Abstract:The superior performance of supervised classification methods in the information extraction (IE) area heavily relies on a large amount of gold standard data. Recent zero-shot classification methods converted the task to other NLP tasks (e.g., textual entailment) and used off-the-shelf models of these NLP tasks to directly perform inference on the test data without using a large amount of IE annotation data. A potentially valuable by-product of these methods is the large-scale silver standard data, i.e., pseudo-labeled data by the off-the-shelf models of other NLP tasks. However, there is no further investigation into the use of these data. In this paper, we propose a new framework, Clean-LaVe, which aims to utilize silver standard data to enhance the zero-shot performance. Clean-LaVe includes four phases: (1) Obtaining silver data; (2) Identifying relatively clean data from silver data; (3) Finetuning the off-the-shelf model using clean data; (4) Inference on the test data. The experimental results show that Clean-LaVe can outperform the baseline by 5% and 6% on TACRED and Wiki80 dataset in the zero-shot relation classification task, and by 3%-7% on Smile (Korean and Polish) in the zero-shot cross-lingual relation classification task, and by 8% on ACE05-E+ in the zero-shot event argument classification task. The code is share in
What problem does this paper attempt to address?
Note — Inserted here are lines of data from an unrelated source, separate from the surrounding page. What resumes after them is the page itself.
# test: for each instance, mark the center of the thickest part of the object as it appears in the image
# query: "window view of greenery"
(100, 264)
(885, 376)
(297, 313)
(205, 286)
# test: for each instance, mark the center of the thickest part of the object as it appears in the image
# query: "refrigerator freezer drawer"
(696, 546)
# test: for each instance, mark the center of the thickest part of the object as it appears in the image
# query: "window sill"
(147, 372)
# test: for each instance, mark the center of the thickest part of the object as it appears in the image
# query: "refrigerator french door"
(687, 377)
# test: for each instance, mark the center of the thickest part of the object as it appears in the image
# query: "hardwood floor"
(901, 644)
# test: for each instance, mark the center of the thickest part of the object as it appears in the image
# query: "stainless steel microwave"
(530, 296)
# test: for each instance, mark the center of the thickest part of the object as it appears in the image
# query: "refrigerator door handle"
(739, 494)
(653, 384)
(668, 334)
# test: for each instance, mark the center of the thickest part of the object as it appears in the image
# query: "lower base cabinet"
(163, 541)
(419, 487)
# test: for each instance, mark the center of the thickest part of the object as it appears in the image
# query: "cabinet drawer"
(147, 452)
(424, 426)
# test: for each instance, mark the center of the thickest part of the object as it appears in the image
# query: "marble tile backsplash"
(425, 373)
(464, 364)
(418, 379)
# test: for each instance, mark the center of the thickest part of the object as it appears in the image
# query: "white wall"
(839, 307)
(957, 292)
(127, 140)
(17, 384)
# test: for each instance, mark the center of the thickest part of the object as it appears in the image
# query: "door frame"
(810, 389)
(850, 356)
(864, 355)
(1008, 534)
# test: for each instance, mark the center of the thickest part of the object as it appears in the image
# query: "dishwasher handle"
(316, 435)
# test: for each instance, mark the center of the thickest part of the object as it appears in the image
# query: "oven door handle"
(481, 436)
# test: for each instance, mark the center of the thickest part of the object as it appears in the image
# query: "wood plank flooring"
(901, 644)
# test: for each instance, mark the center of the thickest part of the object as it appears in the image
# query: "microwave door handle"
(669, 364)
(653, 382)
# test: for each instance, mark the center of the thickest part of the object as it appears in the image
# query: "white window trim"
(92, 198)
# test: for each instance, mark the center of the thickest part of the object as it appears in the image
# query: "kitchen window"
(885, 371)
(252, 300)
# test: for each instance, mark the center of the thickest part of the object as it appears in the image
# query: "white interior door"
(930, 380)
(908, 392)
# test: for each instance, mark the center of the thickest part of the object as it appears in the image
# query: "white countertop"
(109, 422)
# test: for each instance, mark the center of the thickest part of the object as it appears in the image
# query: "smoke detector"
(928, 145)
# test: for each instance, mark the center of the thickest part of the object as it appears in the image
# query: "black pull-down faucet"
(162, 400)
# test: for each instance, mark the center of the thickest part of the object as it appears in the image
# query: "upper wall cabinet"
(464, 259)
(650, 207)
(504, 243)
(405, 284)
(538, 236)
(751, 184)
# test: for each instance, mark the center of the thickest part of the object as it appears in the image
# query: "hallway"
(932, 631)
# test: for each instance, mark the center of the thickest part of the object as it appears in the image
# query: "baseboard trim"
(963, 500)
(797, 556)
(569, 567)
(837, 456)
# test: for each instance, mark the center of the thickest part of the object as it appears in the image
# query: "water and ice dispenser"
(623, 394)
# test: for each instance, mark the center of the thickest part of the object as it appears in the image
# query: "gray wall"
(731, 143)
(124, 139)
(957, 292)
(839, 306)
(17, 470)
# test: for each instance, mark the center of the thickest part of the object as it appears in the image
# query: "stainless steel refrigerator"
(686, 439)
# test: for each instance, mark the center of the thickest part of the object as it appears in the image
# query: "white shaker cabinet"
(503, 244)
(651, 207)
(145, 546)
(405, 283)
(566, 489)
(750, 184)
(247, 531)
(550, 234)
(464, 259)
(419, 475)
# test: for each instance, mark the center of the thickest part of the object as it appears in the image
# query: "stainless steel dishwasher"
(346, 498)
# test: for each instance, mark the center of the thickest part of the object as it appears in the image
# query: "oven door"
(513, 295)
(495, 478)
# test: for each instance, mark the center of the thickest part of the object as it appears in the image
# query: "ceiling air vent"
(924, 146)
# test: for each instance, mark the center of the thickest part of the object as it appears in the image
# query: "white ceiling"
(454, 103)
### Problems the paper attempts to solve
The paper aims to solve the key problems in zero - shot classification tasks, especially in the application of the Information Extraction (IE) field. Specifically, the paper focuses on how to use large - scale silver - standard data (i.e., data annotated by off - the - shelf models) to improve the performance of zero - shot classification tasks. Traditional methods usually rely on a large amount of gold - standard data (i.e., manually annotated data), which is often difficult to obtain in practical applications. Therefore, this research proposes a new framework - Clean - LaVe - to use silver - standard data to enhance the performance of zero - shot classification tasks.
### Main contributions
1. **Propose the Clean - LaVe framework**: This framework first detects a small part of clean data from the silver - standard data, then fine - tunes the pre - trained model using these clean data, and finally classifies the test data with the fine - tuned model.
2. **Introduce the clean data detection module**: This module improves the accuracy and diversity of data selection through Iteratively Weighted Negative Learning (IWNL) and Class - Aware Data Selector (CADS).
3. **Experimental results**: The experimental results show that Clean - LaVe significantly outperforms the baseline methods in multiple zero - shot classification tasks, including zero - shot relation extraction (TACRED and Wiki80 datasets), zero - shot cross - language relation extraction (Italian, Polish and Korean in the Smile dataset), and zero - shot event - argument classification (ACE05 - E+ dataset).
### Method overview
1. **LaVeEntail method**:
- **Label expression**: Convert relation types or argument roles into natural language templates.
- **Text entailment model inference**: Use off - the - shelf text entailment models to generate hypotheses and infer relation types or argument roles according to the entailment scores.
2. **Clean data detection**:
- **Iteratively weighted negative learning**: Dynamically adjust the weights of categories to reduce the impact of unbalanced data and improve the model's robustness to noisy data.
- **Class - aware data selector**: Consider the diversity of categories when selecting clean data to avoid over - selection of certain categories.
3. **Fine - tuning and inference**:
- Use the detected clean data to fine - tune the off - the - shelf text entailment model.
- Finally, use the fine - tuned model to classify the test data.
### Experimental setup and results
- **Datasets**: TACRED, Wiki80, Smile (multilingual), ACE05 - E+.
- **Baseline methods**: Include supervised learning methods using different noise - robust losses, semi - supervised learning methods, and existing zero - shot methods such as QA4RE and Global_Constraints.
- **Experimental results**: Clean - LaVe significantly outperforms the baseline methods on multiple datasets, especially in zero - shot relation extraction and event - argument classification tasks.
### Conclusion
The paper successfully uses silver - standard data to improve the performance of zero - shot classification tasks by proposing the Clean - LaVe framework. The experimental results verify the effectiveness of this method and provide a new direction for future research.